«História de Cardoso Varela começou de forma violenta e triste, mas termina bem»
André Villas-Boas classifica o regresso de Cardoso Varela ao FC Porto como «um exemplo para o futebol nacional e internacional», sublinhando que se trata do final feliz de uma história que começou de forma «violenta e triste».
Aos meios do clube, o presidente portista descreve o jovem avançado de 17 anos como «um grande talento» e destaca o seu «interesse total em voltar ao FC Porto», bem como os «esforços consideráveis enquanto atleta e homem» que demonstrou para que o regresso se concretizasse.
Villas-Boas recordou o passado conturbado do jogador, referindo-se a «assédio indevido a um miúdo e a uma família, movimentações e sonhos falsos».
«Esta é uma transferência que conta muitas histórias, histórias de assédio indevido a um miúdo e a uma família, movimentações e sonhos falsos. Uma história que começa de forma violenta e triste, termina agora bem e com felicidade, com um regresso a casa. O Cardoso Varela é um filho desta casa, que sempre quisemos ver vencer no FC Porto. Demonstrou o seu arrependimento, o arrependimento necessário e o reconhecimento de um erro, do qual não é o único culpado», sublinha.

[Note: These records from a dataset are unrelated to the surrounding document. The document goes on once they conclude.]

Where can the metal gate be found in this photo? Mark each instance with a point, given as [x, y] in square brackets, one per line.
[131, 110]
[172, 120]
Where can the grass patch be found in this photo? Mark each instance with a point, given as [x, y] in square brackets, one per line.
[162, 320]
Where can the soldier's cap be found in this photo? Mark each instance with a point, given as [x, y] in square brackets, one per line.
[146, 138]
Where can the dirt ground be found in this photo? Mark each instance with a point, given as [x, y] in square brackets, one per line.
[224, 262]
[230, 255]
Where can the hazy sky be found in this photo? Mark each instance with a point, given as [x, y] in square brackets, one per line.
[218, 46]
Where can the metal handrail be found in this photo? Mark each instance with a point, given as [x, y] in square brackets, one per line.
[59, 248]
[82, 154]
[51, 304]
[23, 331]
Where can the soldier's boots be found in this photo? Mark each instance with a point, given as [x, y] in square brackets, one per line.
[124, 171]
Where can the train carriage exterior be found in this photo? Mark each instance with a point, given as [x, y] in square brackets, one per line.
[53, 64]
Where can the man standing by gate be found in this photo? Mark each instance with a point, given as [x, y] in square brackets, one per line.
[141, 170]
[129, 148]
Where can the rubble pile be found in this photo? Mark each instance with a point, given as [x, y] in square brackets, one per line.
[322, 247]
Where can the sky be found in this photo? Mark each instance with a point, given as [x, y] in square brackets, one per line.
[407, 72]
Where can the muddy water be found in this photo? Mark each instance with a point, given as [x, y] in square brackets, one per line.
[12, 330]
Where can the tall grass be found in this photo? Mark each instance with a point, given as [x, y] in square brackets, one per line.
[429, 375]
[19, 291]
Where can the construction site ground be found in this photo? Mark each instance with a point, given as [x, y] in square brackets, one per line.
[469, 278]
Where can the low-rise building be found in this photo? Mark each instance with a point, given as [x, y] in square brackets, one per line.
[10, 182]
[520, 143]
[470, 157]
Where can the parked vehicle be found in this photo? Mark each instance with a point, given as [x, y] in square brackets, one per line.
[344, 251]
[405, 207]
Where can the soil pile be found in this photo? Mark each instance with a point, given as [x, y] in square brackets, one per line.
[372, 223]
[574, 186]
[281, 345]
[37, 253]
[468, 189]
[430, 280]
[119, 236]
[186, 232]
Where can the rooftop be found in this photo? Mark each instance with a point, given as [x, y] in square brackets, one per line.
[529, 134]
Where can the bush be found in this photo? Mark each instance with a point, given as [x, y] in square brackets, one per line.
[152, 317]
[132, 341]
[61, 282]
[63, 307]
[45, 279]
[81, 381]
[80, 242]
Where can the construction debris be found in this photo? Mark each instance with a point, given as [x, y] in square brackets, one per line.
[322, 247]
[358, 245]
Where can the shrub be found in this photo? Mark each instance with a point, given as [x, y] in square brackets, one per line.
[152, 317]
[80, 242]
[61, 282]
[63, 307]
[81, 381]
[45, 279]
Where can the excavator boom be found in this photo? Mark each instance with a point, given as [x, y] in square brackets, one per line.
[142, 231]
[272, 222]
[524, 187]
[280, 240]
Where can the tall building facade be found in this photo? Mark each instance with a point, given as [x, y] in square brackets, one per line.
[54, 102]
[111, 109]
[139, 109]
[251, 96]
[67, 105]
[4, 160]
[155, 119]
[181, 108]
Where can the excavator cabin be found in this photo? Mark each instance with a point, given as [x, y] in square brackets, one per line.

O líder máximo dos dragões explica que o jogador e a sua família foram «vítimas de ameaças e viveram sonhos falsos», mas que agora o jovem «reencontrou a felicidade, reencontrou a sua casa e os seus antigos colegas».
Apesar do potencial, o percurso de Cardoso Varela recomeçará na equipa B. «Obrigatoriamente dá um passo atrás, porque o seu enquadramento neste momento é de jogador da equipa B, mas com o potencial que tem, cremos que vai chegar rapidamente à equipa A», aponta, lembrando que, em 2024, o plano era que o jogador já estivesse a treinar com o plantel principal.
Para o presidente, esta transferência representa «um bom exemplo de arrependimento», com o clube a reabrir as portas «a um dos seus filhos». Villas-Boas acredita que o caso serve de lição contra «agentes que jamais devem condicionar famílias a acreditarem em sonhos falsos».
No entanto, o futuro depende agora exclusivamente do jogador. «Nós abrimos as portas, mas agora o talento dele tem de estar sempre à disposição do clube. O atleta tem de render em prol do FC Porto e dos seus objetivos, e é nisso que acreditamos», conclui André Villas-Boas.